Notes on Mitchell & Martin (2018)

A widely publicised new study claims to find gender bias against women in student evaluations of teaching. There are massive methodological problems with it.

The study concerns the evaluations of precisely two teachers: one male, one female. Obviously no sane human being would draw general conclusions about gender from two individuals. But that is apparently what passes for peer-reviewed research in this field.

In the reported data, the female instructor had 167 students and the male instructor 51, in one semester. Could it be that having a more than three times higher teaching load has a negative impact on teaching quality? And that this rather than gender was the key difference between these two instructors? This possibility is not considered by the authors.

Actually the researchers threw away at least half of the actual data. We have no idea what it said. Here is their justification for this:

> Students had a tendency to enroll in the sections with the lowest number initially (merely because those sections appeared first in the registration list). This means that section 1 tended to fill up earlier than section 3 or 4. It may also be likely that students who enroll in courses early are systematically different than those who enroll later in the registration period; for example, they may be seniors, athletes, or simply motivated students. For this reason, we examined sections in the mid- to high- numerical order: sections 6, 7, 8, 9, and 10. (Supplementary materials, page 4)

This is crazy. The authors are openly admitting that they purposefully selected a non-representative sample, which by their own admission is likely to exclude certain types of students. Why on earth would you do this? Why not sample for instance all odd-numbered sections and hence get a sample that includes early- and late-registering students in representative proportions?

I can think of one reason. The authors of course knew that if they found no gender bias their study would go unpublished and would have been a waste of time, whereas if they found gender bias they could get it published in a Cambridge University Press journal and featured on Slate. So they had every incentive in the world to ensure that the data came out the way they wanted. And if you are allowed to study only two instructors, and arbitrarily discard half the data on nonsensical grounds, then it is not difficult to prove anything you want.

Also extremely problematic is that the teachers in question were the researchers themselves. This is obviously a terrible idea methodologically speaking. It is not far-fetched to think that their obvious incentive, as researchers, to find gender bias influenced their behaviour as instructors. The standard practice of keeping studies double-blind exists precisely to prevent the risk for such contamination. This study is about as far from double-blind as you can get.

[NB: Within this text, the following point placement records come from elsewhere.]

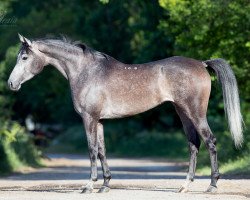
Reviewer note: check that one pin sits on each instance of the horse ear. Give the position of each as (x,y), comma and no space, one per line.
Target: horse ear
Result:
(24,40)
(21,38)
(27,41)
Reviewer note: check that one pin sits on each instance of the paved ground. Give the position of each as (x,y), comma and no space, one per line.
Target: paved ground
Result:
(132,179)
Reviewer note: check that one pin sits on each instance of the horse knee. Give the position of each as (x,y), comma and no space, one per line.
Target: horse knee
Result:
(211,145)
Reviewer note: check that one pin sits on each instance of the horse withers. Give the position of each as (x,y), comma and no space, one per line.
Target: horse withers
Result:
(103,88)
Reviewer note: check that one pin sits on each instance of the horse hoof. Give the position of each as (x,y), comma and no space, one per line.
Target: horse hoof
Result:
(182,190)
(211,189)
(87,190)
(103,189)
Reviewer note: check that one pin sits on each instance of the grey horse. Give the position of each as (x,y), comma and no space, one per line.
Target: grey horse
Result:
(104,88)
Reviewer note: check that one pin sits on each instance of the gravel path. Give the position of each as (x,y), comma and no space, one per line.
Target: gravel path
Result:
(132,179)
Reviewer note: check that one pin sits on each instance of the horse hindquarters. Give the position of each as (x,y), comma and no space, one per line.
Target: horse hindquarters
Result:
(191,101)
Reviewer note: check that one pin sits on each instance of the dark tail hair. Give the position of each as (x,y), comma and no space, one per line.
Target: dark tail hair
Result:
(230,97)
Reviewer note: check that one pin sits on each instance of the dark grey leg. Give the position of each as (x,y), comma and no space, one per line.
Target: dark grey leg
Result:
(194,145)
(91,133)
(210,142)
(102,156)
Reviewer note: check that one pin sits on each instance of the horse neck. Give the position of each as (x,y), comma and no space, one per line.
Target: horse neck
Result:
(65,60)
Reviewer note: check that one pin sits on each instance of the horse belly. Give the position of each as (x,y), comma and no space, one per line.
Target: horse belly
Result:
(124,103)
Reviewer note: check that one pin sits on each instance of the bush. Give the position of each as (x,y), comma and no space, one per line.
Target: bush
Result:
(16,148)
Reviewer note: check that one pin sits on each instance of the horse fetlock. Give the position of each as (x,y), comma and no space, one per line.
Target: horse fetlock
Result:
(104,189)
(212,189)
(87,190)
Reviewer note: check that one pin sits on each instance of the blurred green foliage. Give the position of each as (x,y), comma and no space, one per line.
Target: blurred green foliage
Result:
(133,32)
(16,148)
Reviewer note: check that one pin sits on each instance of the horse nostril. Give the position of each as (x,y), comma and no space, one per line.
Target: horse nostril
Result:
(10,84)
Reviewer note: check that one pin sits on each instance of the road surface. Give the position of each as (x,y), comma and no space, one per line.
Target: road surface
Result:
(133,179)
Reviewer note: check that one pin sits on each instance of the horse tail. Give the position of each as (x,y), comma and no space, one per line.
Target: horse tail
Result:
(230,97)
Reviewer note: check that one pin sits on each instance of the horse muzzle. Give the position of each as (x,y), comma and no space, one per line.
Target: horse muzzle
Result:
(13,86)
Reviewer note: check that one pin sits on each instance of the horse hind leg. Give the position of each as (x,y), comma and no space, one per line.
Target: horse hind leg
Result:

For instance, the authors make a big fuss about how the evaluations more often referred to the male instructor as “professor” and the female instructor as “teacher” despite equal credentials. This is obviously the kind of thing that can be easily manipulated by the instructor. Throughout the semester they would have had every opportunity to plant the language they want the students to use.

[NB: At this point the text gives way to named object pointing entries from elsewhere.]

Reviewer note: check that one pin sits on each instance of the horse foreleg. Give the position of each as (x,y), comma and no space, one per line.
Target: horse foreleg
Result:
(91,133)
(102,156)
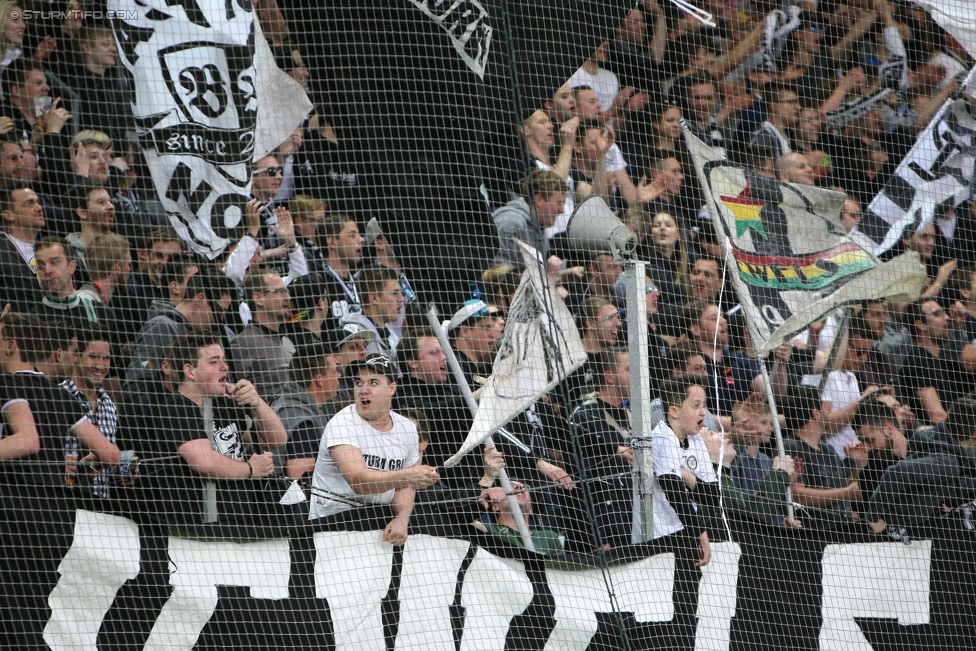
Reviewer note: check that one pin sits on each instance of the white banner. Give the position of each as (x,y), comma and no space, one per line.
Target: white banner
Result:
(209,100)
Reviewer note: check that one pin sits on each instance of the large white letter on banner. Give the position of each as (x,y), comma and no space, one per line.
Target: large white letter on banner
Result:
(352,572)
(104,554)
(198,566)
(427,592)
(888,580)
(716,598)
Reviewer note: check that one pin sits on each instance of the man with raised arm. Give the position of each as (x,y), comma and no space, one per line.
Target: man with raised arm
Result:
(369,461)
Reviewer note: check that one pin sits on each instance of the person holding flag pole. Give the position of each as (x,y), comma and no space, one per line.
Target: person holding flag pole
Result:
(513,505)
(789,257)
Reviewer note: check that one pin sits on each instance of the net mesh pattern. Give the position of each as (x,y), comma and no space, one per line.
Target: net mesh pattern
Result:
(482,324)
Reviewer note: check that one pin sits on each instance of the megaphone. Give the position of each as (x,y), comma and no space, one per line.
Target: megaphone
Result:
(594,227)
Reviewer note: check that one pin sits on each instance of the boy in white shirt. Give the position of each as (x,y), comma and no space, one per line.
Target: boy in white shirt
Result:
(369,456)
(677,447)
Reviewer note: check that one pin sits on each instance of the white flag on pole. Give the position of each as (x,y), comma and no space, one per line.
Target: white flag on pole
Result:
(540,348)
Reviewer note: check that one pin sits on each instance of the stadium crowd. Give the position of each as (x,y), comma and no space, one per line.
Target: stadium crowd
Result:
(306,340)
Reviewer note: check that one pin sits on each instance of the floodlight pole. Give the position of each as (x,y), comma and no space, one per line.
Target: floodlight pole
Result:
(452,362)
(640,391)
(777,431)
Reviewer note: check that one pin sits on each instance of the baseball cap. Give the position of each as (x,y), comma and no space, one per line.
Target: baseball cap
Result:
(471,311)
(374,363)
(346,333)
(305,292)
(204,283)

If the authors wanted to ensure the desired outcome of the study, they could, for example, distribute the evaluations with different prompts. The male instructor can tell the students: “These evaluations are important. The university uses them to decide which professors get their positions renewed.” Now you have planted the terminology of “professor”, and also made students apprehensive about being critical since you have made them think about the possibility of you being fired. The female instructor, meanwhile, might say while handing out the evaluations: “Honest feedback is important to me as a teacher.” Now you have primed the students to refer to you as a “teacher”, and encouraged them to speak freely without holding back, since you have implied that the evaluations are for your own use and that you value honest feedback. The danger of such contamination of the data is vastly greater when the instructors in questions have a blatant vested interest in ensuring a particular outcome of the study, as in the case of this study.

[Zigerell corrected a mistake in an earlier version of the above: I reported the number of students as 1,169 and 357 respectively for the two instructors, but these were the number of data points, and there were 7 data points per students.]